08.22.07
Kimberly-Clark, Dallas, TX, one of the world's biggest makers of health care and sanitary goods, is considering opening a factory in a South Korean-built industrial zone in North Korea, according to the company's senior executive. Moon Kook-hyun, CEO of Yuhan-Kimberly Ltd., Kimberly-Clark's South Korean unit in Seoul, recently revealed that the company's plant in China may take part in slots of the industrial complex in the North Korean border city of Gaeseong. “First of all, I plan to sign a preliminary contract (to take part in the Gaeseong industrial complex) and then will persuade our head office,” Mr. Moon said.
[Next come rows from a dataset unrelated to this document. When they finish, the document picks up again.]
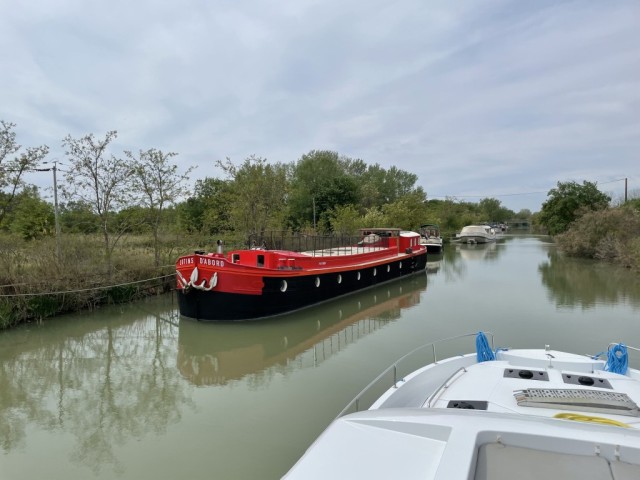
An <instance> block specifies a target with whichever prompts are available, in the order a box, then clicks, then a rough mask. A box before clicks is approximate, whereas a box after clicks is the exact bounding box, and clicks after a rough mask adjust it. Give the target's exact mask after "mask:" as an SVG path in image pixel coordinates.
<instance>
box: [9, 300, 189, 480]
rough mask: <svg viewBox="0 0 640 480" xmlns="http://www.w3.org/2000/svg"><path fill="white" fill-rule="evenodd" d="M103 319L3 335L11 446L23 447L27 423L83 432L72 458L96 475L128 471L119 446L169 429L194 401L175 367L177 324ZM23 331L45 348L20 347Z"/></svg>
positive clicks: (140, 321)
mask: <svg viewBox="0 0 640 480" xmlns="http://www.w3.org/2000/svg"><path fill="white" fill-rule="evenodd" d="M132 308H133V309H135V307H134V306H128V307H123V309H125V310H131V309H132ZM138 309H139V306H138ZM112 312H113V310H112ZM134 313H135V312H134ZM138 316H139V310H138ZM103 319H104V320H105V322H104V323H101V322H100V321H99V320H98V319H96V321H95V322H91V323H88V322H77V323H73V322H64V327H58V326H56V325H55V320H53V321H51V322H50V324H47V325H45V326H44V328H40V329H38V328H33V327H32V328H31V329H29V330H27V329H26V328H25V329H23V330H21V331H19V332H8V333H10V334H7V335H4V336H2V337H0V352H1V353H0V442H1V443H0V444H1V445H2V449H3V450H4V452H9V451H12V450H15V449H19V448H23V447H24V446H25V438H26V431H27V428H28V427H31V426H32V425H37V426H39V427H40V428H41V429H43V430H45V431H48V432H55V431H58V432H59V433H63V432H64V433H68V434H71V435H72V436H73V437H75V439H76V441H75V445H74V447H73V451H72V453H71V454H70V458H69V460H71V461H73V462H77V463H80V464H83V465H85V466H87V467H89V468H90V469H91V470H92V471H93V472H94V473H96V474H97V473H99V472H100V470H101V469H102V468H104V467H105V466H108V465H110V466H111V467H112V469H113V471H114V473H121V472H122V468H123V467H122V465H121V464H120V463H119V461H118V458H117V456H116V454H115V452H114V449H115V448H117V447H118V446H121V445H122V444H123V443H125V442H127V441H129V440H131V439H135V440H141V439H143V438H144V437H145V436H146V435H149V434H153V433H155V434H160V433H163V432H164V431H165V430H166V428H167V426H168V425H170V424H173V423H176V422H178V421H179V420H180V418H181V412H182V409H183V408H185V407H192V406H193V403H192V401H191V399H190V397H191V395H190V393H189V389H188V388H187V389H185V385H184V381H183V380H182V378H181V376H180V374H179V372H178V371H177V370H176V369H175V363H174V362H175V346H174V345H175V342H176V337H177V333H178V332H177V328H176V327H175V326H173V325H171V324H170V323H168V322H166V321H164V320H163V319H162V318H160V317H159V316H157V315H148V316H147V317H146V318H143V319H142V320H138V321H136V322H134V323H132V322H131V316H130V315H129V316H127V317H126V319H124V318H123V319H122V320H121V321H119V320H118V319H117V317H115V320H114V316H113V313H111V315H110V316H109V317H108V318H103ZM22 336H23V337H25V341H27V340H28V341H29V342H30V343H31V344H34V339H33V338H26V337H33V336H36V337H37V339H38V342H35V343H37V345H38V347H37V348H35V349H30V350H23V349H22V348H20V345H19V338H20V337H22ZM9 338H11V339H12V343H13V345H16V341H18V342H17V343H18V345H17V346H16V347H15V348H12V345H9V344H8V339H9ZM140 362H144V363H146V365H143V366H141V365H140ZM140 372H142V373H140Z"/></svg>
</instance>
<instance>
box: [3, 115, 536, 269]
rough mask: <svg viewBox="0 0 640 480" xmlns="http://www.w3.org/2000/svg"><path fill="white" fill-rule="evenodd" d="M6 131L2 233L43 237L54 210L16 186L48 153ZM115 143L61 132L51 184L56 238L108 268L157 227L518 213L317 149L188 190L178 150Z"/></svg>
mask: <svg viewBox="0 0 640 480" xmlns="http://www.w3.org/2000/svg"><path fill="white" fill-rule="evenodd" d="M14 127H15V125H14V124H11V123H6V122H2V131H1V132H0V134H1V137H0V142H1V144H0V168H1V169H0V181H1V183H0V187H2V188H0V231H5V232H10V233H14V234H17V235H20V236H21V237H22V238H23V239H24V240H33V239H37V238H42V237H46V236H51V235H53V234H54V232H55V229H54V210H53V205H52V203H51V202H49V201H47V200H44V199H42V198H41V196H40V193H39V191H38V189H37V188H36V187H35V186H33V185H27V184H25V183H24V180H23V178H24V173H26V172H27V171H33V170H34V169H36V168H38V166H39V165H40V164H41V163H42V162H43V161H44V159H45V157H46V155H47V153H48V151H49V149H48V147H46V146H42V147H36V148H29V149H27V150H26V151H25V152H24V153H20V150H21V146H20V145H18V144H17V143H16V139H15V133H14V131H13V128H14ZM116 137H117V132H115V131H110V132H107V133H106V134H105V136H104V137H100V138H98V137H95V136H94V135H93V134H88V135H85V136H83V137H79V138H73V137H71V136H67V137H66V138H65V139H64V140H63V141H62V145H63V146H64V148H65V155H66V158H65V159H64V160H62V161H61V163H63V164H64V166H63V167H62V169H61V172H62V173H64V175H61V176H60V177H59V180H58V188H59V191H60V194H61V201H60V204H59V222H60V226H61V230H62V232H63V233H84V234H93V233H97V234H100V235H101V236H102V238H103V243H104V246H103V249H104V252H103V253H104V256H105V259H106V261H107V263H108V264H109V263H110V258H111V256H112V255H113V250H114V248H115V246H116V245H117V244H118V241H119V239H120V238H121V237H122V235H124V234H126V233H134V234H149V235H152V236H153V238H154V242H155V243H157V242H158V237H159V235H160V233H161V232H163V231H174V232H176V231H181V232H185V233H198V234H204V235H222V236H224V235H236V236H237V237H238V238H242V237H247V236H249V235H254V234H262V233H264V232H265V231H266V230H290V231H317V232H322V233H329V232H339V233H350V232H352V231H354V230H355V229H357V228H359V227H365V226H374V225H378V226H379V225H388V226H398V227H401V228H405V229H417V228H418V227H419V226H420V225H421V224H422V223H427V222H429V223H439V224H441V225H442V227H443V228H444V229H445V230H450V231H452V232H453V231H455V230H459V229H460V228H461V227H462V226H464V225H465V224H468V223H474V222H480V221H495V222H504V221H506V220H507V219H510V218H513V217H515V216H517V214H516V213H514V212H513V211H511V210H509V209H507V208H505V207H503V206H502V205H501V203H500V201H499V200H496V199H494V198H485V199H483V200H481V201H480V202H479V203H471V202H460V201H457V200H456V199H455V198H450V199H446V200H429V199H428V198H427V194H426V192H425V191H424V190H423V188H422V187H420V186H418V185H416V182H417V176H416V175H415V174H413V173H410V172H407V171H404V170H401V169H398V168H397V167H395V166H392V167H390V168H388V169H385V168H383V167H381V166H380V165H378V164H374V165H368V164H366V163H365V162H364V161H363V160H360V159H352V158H348V157H345V156H342V155H340V154H338V153H337V152H333V151H321V150H314V151H311V152H309V153H306V154H304V155H302V156H301V157H300V158H299V159H298V160H297V161H296V162H293V163H289V164H285V163H279V162H275V163H274V162H269V161H267V159H264V158H261V157H258V156H250V157H249V158H247V159H245V160H244V161H243V162H242V163H241V164H239V165H235V164H233V163H232V162H231V160H230V159H228V158H227V159H226V160H225V161H217V162H216V165H217V166H218V167H219V168H220V169H221V171H222V172H223V173H224V175H223V178H210V177H205V178H203V179H197V180H196V181H195V185H194V187H193V189H192V190H190V187H189V185H190V183H189V181H190V177H189V175H190V174H191V173H192V170H191V169H189V170H188V171H186V172H184V173H178V167H177V165H176V163H175V157H176V156H177V154H176V153H173V152H170V153H164V152H162V151H160V150H157V149H153V148H151V149H148V150H140V151H139V152H137V153H133V152H130V151H124V152H121V153H115V152H113V151H112V149H111V146H112V143H113V141H114V140H115V139H116ZM12 157H13V158H12ZM519 214H521V215H524V216H530V215H531V212H529V211H528V210H526V211H523V212H519ZM156 262H159V258H158V256H157V254H156Z"/></svg>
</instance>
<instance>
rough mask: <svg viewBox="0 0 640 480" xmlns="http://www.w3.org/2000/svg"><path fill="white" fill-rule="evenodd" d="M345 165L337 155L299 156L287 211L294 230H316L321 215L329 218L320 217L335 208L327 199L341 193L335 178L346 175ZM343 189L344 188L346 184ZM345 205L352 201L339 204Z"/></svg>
mask: <svg viewBox="0 0 640 480" xmlns="http://www.w3.org/2000/svg"><path fill="white" fill-rule="evenodd" d="M345 164H346V160H344V159H341V158H340V156H339V155H338V153H337V152H331V151H327V150H312V151H311V152H309V153H307V154H305V155H302V157H300V159H299V160H298V161H297V162H296V164H295V165H293V167H292V169H291V170H292V171H291V192H290V196H289V208H290V212H291V219H290V221H291V223H292V224H293V226H294V227H295V228H300V227H301V226H303V225H305V224H311V225H313V226H314V227H316V225H317V220H318V219H319V218H320V217H321V216H322V217H323V218H325V219H326V218H328V217H327V216H326V215H323V214H324V213H325V212H327V214H328V210H331V209H333V208H334V207H335V206H336V205H335V204H332V199H331V198H330V197H332V196H334V195H335V194H336V193H337V192H338V191H339V190H341V188H340V187H339V185H336V179H337V178H338V177H345V176H346V173H345ZM337 182H338V183H340V181H337ZM343 187H346V183H345V184H344V185H343ZM342 190H344V188H343V189H342ZM349 196H350V197H351V195H349ZM348 203H353V202H350V201H345V202H344V203H342V205H347V204H348Z"/></svg>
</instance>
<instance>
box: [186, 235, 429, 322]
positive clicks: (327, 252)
mask: <svg viewBox="0 0 640 480" xmlns="http://www.w3.org/2000/svg"><path fill="white" fill-rule="evenodd" d="M309 238H311V237H305V240H306V241H305V242H304V244H305V245H304V246H306V245H308V244H309V242H308V240H309ZM326 238H327V237H323V239H326ZM333 240H335V238H333ZM312 244H314V245H322V246H323V247H324V240H323V241H322V242H315V240H314V242H312ZM300 246H302V245H301V244H300ZM426 263H427V250H426V247H425V246H424V245H420V235H419V234H418V233H416V232H408V231H401V230H400V229H398V228H368V229H362V230H361V231H360V236H359V237H358V238H355V239H352V240H351V241H350V242H345V244H344V245H341V246H335V245H334V242H333V241H332V242H331V243H330V246H329V247H328V248H320V249H313V250H303V251H295V250H293V249H269V250H267V249H265V248H255V247H253V248H249V249H243V250H232V251H230V252H227V253H226V254H224V253H223V251H222V242H220V241H218V250H217V252H216V253H204V252H195V253H193V254H191V255H185V256H182V257H180V258H179V259H178V260H177V262H176V289H177V295H178V306H179V310H180V314H181V315H183V316H185V317H189V318H193V319H196V320H203V321H245V320H258V319H262V318H266V317H271V316H274V315H280V314H283V313H288V312H292V311H295V310H299V309H302V308H305V307H309V306H312V305H315V304H318V303H321V302H325V301H328V300H331V299H333V298H336V297H340V296H343V295H347V294H349V293H353V292H356V291H359V290H363V289H365V288H368V287H372V286H374V285H379V284H381V283H385V282H389V281H393V280H396V279H398V278H401V277H404V276H407V275H411V274H415V273H417V272H420V271H424V269H425V267H426Z"/></svg>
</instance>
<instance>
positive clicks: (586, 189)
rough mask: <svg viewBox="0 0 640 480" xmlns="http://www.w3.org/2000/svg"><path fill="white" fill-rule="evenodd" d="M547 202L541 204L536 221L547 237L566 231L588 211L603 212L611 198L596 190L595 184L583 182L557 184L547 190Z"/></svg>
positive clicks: (597, 190)
mask: <svg viewBox="0 0 640 480" xmlns="http://www.w3.org/2000/svg"><path fill="white" fill-rule="evenodd" d="M547 197H548V199H547V201H545V202H544V203H543V204H542V209H541V210H540V213H539V214H538V217H537V221H538V222H539V223H540V224H541V225H543V226H544V227H545V228H546V229H547V231H548V232H549V235H557V234H559V233H563V232H565V231H567V229H568V228H569V225H570V224H571V223H572V222H574V221H575V220H576V219H577V218H579V217H580V216H582V215H583V214H584V213H586V212H588V211H596V210H603V209H605V208H607V207H608V206H609V202H610V201H611V197H609V196H608V195H605V194H604V193H602V192H600V190H598V187H597V186H596V184H595V183H592V182H587V181H584V182H582V185H579V184H578V183H576V182H558V186H557V187H556V188H552V189H551V190H549V193H548V194H547Z"/></svg>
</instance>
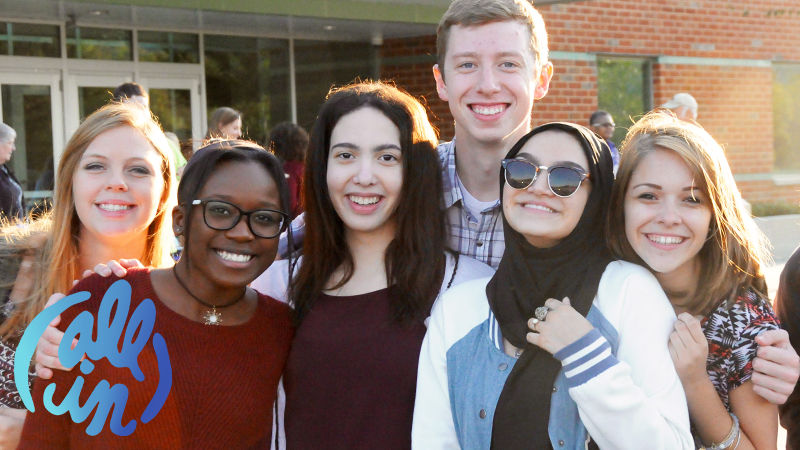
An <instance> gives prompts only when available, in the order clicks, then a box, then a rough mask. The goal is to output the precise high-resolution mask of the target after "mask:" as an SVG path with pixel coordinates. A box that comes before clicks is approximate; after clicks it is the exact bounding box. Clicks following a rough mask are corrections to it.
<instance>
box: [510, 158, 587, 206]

Mr. Moon and Thomas Falk, chairman of Kimberly-Clark, visited the Gaeseong industrial park in February. Currently, state-run Korea Land Corp. is receiving bids from foreign companies that want to set up factories in Gaeseong, located just 70 kilometers north of Seoul. “If Kimberly-Clark applies to receive land for the Gaeseong industrial park, there will be no difficulty,” said an official at Korea Land.
South Korea began building the industrial park in 2003 on a trial basis with the hope of creating a model for eventual reunification of the Korean Peninsula. If the industrial zone becomes fully operational by 2012, more than 350,000 North Korean workers will work there, according to the South's Unification Ministry.